As observational studies requires to sample the waters at the O(1) km
spatial scale and less than an hour temporal scale, we have used the
high-frequency radars for surface current observations and intermittent
in-situ CTD samplings for the vertical structure. As one of on-going
research topics, the energy cascade of geophysical turbulent fluids
has been investigated. (images from
J. Gula @
UCLA)
see references #5 #6 #7 #8 #27 #30 #31 #32 #34 #36 #37
Environmental Sensing
"The chief source of ideas in oceanography comes, I think, from new observations... On the whole, when it comes to the phenomenology of the ocean, there are more discoveries than predictions. Most theories are about observations that have already been made." - Henry Stommel
Environmental sensing includes 1) development and fabrication of sensors, 2) data quality assurance and quality control (QAQC), and 3) sampling design, which requires a diligent and smart team having interdisciplinary
backgrounds such as fluid mechanics, electronic engineering,
oceanography, and etc. Primary topics are listed: signal
processing; time-frequency domain analysis; sensor fabrications;
sampling design; surface current
observations using high-frequency radars; sea surface heights,
temperature, and chlorophyll using
satellite remote sensing (e.g., AVISO, coastal altimetry, and GOCI missions); acoustic
Doppler current profilers (ADCPs); integrated coastal ocean observing
programs. [images were taken during field works off Republic of Palau, California (USA), and Majorca (Spain)]

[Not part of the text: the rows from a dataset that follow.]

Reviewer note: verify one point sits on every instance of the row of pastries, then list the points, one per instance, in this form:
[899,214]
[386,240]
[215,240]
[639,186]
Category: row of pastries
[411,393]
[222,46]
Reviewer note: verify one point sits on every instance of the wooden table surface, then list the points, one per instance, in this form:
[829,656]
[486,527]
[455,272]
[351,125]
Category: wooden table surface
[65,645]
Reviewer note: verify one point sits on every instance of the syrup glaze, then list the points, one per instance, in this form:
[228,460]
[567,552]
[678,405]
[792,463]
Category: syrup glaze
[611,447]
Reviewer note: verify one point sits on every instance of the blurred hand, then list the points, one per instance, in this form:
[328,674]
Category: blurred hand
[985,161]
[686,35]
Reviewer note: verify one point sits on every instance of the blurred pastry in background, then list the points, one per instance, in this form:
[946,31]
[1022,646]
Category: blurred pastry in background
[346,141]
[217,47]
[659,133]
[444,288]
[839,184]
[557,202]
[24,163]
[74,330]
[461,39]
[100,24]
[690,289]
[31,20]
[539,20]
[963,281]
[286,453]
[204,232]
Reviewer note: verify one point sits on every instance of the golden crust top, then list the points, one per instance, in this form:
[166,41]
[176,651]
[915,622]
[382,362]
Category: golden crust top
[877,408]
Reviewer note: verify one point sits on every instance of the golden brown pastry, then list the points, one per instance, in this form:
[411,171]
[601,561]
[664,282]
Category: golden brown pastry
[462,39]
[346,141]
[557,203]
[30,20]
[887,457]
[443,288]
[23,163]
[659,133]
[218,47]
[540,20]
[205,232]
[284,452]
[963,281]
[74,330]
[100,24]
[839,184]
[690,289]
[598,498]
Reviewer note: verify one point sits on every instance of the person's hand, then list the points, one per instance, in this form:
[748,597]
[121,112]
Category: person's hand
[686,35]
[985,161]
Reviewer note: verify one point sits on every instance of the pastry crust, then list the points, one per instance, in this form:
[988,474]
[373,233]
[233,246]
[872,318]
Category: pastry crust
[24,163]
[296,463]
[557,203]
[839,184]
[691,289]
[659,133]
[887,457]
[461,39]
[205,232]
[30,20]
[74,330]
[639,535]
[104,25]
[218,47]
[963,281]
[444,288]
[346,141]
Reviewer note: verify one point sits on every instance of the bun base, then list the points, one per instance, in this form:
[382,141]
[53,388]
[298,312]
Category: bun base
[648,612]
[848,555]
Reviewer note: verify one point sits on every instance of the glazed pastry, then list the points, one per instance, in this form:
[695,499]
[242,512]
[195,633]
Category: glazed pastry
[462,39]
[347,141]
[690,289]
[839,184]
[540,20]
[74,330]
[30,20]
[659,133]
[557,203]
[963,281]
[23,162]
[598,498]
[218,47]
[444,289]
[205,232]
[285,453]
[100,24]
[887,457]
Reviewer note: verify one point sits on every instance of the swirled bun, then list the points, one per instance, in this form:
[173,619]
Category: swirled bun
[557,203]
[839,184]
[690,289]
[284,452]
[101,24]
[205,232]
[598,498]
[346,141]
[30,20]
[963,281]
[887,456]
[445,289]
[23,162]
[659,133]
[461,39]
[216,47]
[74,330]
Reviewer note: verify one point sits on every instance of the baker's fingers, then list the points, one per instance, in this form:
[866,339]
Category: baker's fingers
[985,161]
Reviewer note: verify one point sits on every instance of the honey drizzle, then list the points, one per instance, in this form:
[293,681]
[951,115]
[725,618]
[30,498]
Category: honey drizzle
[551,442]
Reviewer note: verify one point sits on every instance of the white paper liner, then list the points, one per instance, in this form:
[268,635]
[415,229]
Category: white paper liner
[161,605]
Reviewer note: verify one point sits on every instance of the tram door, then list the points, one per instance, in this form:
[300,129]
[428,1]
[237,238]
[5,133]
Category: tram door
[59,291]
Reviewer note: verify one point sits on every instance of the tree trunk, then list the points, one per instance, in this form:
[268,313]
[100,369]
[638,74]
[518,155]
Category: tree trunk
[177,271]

see references #1 #2 #14 #17 #24 #35
Machine Learning and Inverse Methods
A
typical problem in science and engineering,
Ax = b,
where A and b denote the known model coefficients and given
observations, respectively, and x is unknown model parameters,
is tackled in various ways: e.g.,
least-squares fit, (multi-variate) regression,
empirical Greens' function analysis, data assimilation, Kalman filter,
optimal interpolation,
Fourier analysis, gap filling for missing observations, statistical
parameterizations,
and etc. Statistical and dynamical data analyses allow us to understand
the big data obtained from the nature in a dynamical framework.
see references #1 #2 #3 #4 #7 #8 #17 #18 #25 #33
Science and Engineering in Extreme Environments
As one of extreme environments, the arctic area is our study domain regarding on the sea-ice variability and dynamics, and infrastructure building on met-ocean data for offshore engineering. This can be extended into the studies on climate change at regional and global scales based on observations, numerical model outputs, and reanalysis data as a part of BIG DATA analysis (e.g., signal processing). The typhoon's (Hurricane and tropical cyclones) generation, migrations, and demise can be analyzed in a similar context. The storm surge and the drag variability under high speed winds are one of on-going research topics (images from NASA and N. Mantua for PDO).